Thanks, come visit the farm someday.
I think using govt. regulation to manage for age structure and quality on a state wide basis is lightning in a bottle. Louisiana already has the best tool available with DMAP which allows private landowners great flexibility in managing whitetails on their own property. As you know there are many large landholdings in La. yet the program is only as successful as how individual landowners apply it. With DMAP I can manage my farm exactly as I want to achieve my goals. Once you get to smaller properties where herd management is impossible and no way to control hunter numbers only the decisions of the collective matter and regulating that beyond the broadest scope won't happen.I suppose you could regulate the public property by controlling the number of hunters and overall harvest but that is still a very macro approach to a sophisticated management challenge.

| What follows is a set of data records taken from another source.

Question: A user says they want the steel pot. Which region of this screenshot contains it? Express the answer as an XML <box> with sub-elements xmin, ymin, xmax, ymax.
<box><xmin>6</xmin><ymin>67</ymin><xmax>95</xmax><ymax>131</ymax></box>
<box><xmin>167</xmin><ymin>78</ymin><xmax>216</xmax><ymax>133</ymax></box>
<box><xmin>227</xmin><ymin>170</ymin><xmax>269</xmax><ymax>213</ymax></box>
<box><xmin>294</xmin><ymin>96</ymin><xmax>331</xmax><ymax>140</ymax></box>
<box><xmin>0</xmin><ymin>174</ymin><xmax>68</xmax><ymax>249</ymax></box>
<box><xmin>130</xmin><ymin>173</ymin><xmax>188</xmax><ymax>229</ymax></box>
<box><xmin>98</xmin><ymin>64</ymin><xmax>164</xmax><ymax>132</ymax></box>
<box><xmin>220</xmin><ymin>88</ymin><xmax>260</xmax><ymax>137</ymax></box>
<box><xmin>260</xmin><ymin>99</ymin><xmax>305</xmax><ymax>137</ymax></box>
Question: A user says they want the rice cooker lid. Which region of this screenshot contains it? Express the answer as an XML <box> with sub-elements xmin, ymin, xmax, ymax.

To effectively manage a herd of deer for optimum age structure, carrying capacity, and b/d ratio several things are needed:
First, { second , third, forth and fifth:) } a dictatorship with absolute control over harvest!
Second You have to have either 1) scale---I don't know what the minimum is but start with 5000 acres and more is better. Or some natural features in terrain that allow control of the population I. e. large island, or like properties along the Ms. River defined by river , levee and giant ag outside the levee, or a game fence. You have to be able to control population. This is why I say most people are managing habitat hoping to influence deer activity, Not managing a deer herd.Theres a difference.
State regulations cant control any of the above. Thus they extremely limited in outcomes and have to focus on the macro.